Basic With a Twist
We have all had rough patches when things just seem to not go our way. I am sure each of you has found yourself sitting at your bench past midnight trying to finish, repair, or adjust that case that is due in several hours (I found myself there just a few days before writing this). As frustrating as remembering all the basics of form and function can be in the moment, whether you are working in an analog or digital world, those basics are truly the key to pulling yourself through. Jason Mazda and Jennifer Vishnevsky's feature in this issue inspired me to think of all that I have learned over the years and how each piece of information I have acquired has hopefully made my toolbox deep enough to pull me through the difficult times.
Deviating slightly from the message in our feature piece, I am taking a walk down memory lane. During many long, distant, and quite expensive educational trips, despite spending days in courses or with a private mentor, I seemed only to take home one small useful nugget of information that became embedded in my thought process. Even though I learned many things on these trips, I sometimes joke that to really understand that distal lingual cusp position of the lower first molar required 4 days in Europe. In fairness to my mentors, they always taught so much more than just one technique or specific process, but one particular thought stuck usually stuck with me from each endeavor.
Still, the most valuable information often came from something much different and much less expected. On a trip to Europe several years ago, I arrived in the early morning at a mentor's laboratory and immediately realized that it was not a normal day. This mentor—usually calm, in control, and willing to stop for coffee breaks and conversation—was frantic from the minute I arrived. He rushed from room to room and back to his bench to finish a maxillary implant arch. Apparently, he needed to deliver it by 11 AM and was under the gun to complete it due to some complications. I sat back and tried not to get in the way. When a driver picked up the case at 11 AM for an 11:30 appointment, I alerted the technician that the mandibular arch was still on the bench. He told me, calmly, "Yes, I know. I need to finish that now while the dentist is inserting the maxillary arch, and then the driver will come back to pick this up." At that point, I thought it best to head to another esteemed colleague's laboratory nearby.
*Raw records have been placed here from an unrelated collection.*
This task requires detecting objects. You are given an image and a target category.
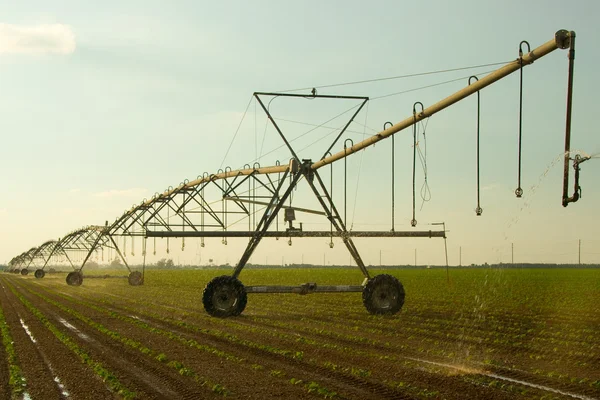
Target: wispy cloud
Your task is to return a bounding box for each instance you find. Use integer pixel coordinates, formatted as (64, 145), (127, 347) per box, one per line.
(0, 23), (76, 54)
(94, 188), (148, 198)
(481, 183), (500, 192)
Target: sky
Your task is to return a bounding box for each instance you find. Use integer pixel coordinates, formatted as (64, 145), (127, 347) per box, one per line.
(0, 0), (600, 265)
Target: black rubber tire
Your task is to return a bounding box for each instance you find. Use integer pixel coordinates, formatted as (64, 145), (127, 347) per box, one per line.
(67, 271), (83, 286)
(127, 271), (144, 286)
(202, 275), (248, 318)
(363, 274), (405, 315)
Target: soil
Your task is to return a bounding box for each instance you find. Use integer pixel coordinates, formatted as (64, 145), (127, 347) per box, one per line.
(0, 274), (600, 400)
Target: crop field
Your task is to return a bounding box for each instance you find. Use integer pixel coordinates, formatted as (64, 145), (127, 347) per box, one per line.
(0, 269), (600, 400)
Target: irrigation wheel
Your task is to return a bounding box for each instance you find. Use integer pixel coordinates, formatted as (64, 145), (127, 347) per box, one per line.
(127, 271), (144, 286)
(363, 274), (405, 315)
(202, 275), (248, 318)
(67, 271), (83, 286)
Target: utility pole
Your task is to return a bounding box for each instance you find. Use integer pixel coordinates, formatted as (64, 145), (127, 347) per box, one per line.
(510, 243), (515, 264)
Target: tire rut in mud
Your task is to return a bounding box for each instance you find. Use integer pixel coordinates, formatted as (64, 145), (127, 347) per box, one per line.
(0, 282), (115, 400)
(7, 276), (214, 400)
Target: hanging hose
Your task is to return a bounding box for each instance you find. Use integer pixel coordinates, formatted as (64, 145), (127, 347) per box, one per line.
(344, 139), (354, 229)
(515, 40), (531, 197)
(326, 152), (333, 249)
(410, 101), (423, 227)
(469, 75), (482, 216)
(417, 117), (431, 211)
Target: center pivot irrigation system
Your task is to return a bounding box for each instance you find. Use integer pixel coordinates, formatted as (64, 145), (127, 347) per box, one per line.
(9, 30), (588, 317)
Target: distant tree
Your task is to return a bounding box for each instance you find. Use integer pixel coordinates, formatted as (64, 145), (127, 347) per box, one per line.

My entry into this laboratory was usually greeted with a cappuccino, and we would sit in the yard and catch up on life. But not today. He was sitting at the bench and almost did not acknowledge my arrival as he worked feverishly. After several minutes, he pulled two veneers out of the case pan, threw them on the desk, and said, "These are [trash] … too much opacious dentin."
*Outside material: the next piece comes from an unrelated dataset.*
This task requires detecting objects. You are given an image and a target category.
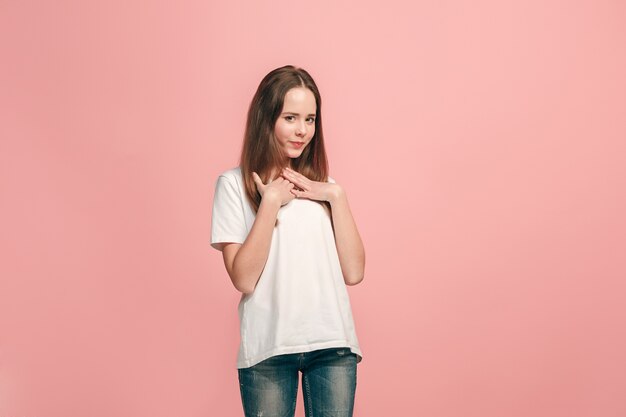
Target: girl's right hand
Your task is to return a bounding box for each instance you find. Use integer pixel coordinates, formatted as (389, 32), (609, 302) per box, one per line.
(252, 172), (296, 207)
That Tuesday in Europe taught me more than almost any other single day of learning. Everyone, including two technicians I considered among the greatest in the world, struggles and has bad days or disappointing results. Last week, at 3 AM, while I was still cramming to finish up a case, that learning experience got me through. We are all human and life is not perfect. Yet, our ability to get up the next day and start again is what sets us apart, makes us better, and, perhaps more importantly, makes us stronger.